Um dos casos foi identificado por uma juíza da 1ª Vara Cível da Comarca de Ibirité, na Região Metropolitana de Belo Horizonte. A magistrada detectou instruções ocultas em um recurso de apelação cível encaminhado à segunda instância.
Mesmo após a desistência do recurso pelo recorrente, a juíza analisou a conduta porque a outra parte já havia sido intimada para apresentar resposta. Na decisão, ela rejeitou a justificativa de erro técnico e classificou o episódio como má-fé deliberada e atentado contra a dignidade da Justiça.

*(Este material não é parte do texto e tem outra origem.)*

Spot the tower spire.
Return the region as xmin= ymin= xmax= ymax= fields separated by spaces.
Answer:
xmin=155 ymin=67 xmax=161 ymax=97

Segundo a magistrada, o comando escondido poderia direcionar uma possível decisão contra a parte recorrida, o que fere o princípio da paridade de armas. Esse princípio busca garantir equilíbrio entre as partes durante o processo.
Como consequência, foi aplicada multa de cinco salários mínimos. A juíza também determinou o envio de ofícios à OAB-MG e à Polícia Civil de Minas Gerais para apuração ética e criminal.
Outro caso semelhante foi registrado na 29ª Vara Cível de Belo Horizonte. O juiz encontrou, em uma manifestação processual, um comando oculto escrito com fonte e fundo na cor branca. O texto tentava orientar um eventual sistema de IA a deferir pedidos da parte autora.
O magistrado considerou que a inserção foi deliberada e tinha objetivo de induzir modelos de linguagem a ignorar critérios jurídicos estabelecidos pelo Tribunal. Com isso, aplicou multas cumulativas e encaminhou denúncia à OAB-MG para investigação ética.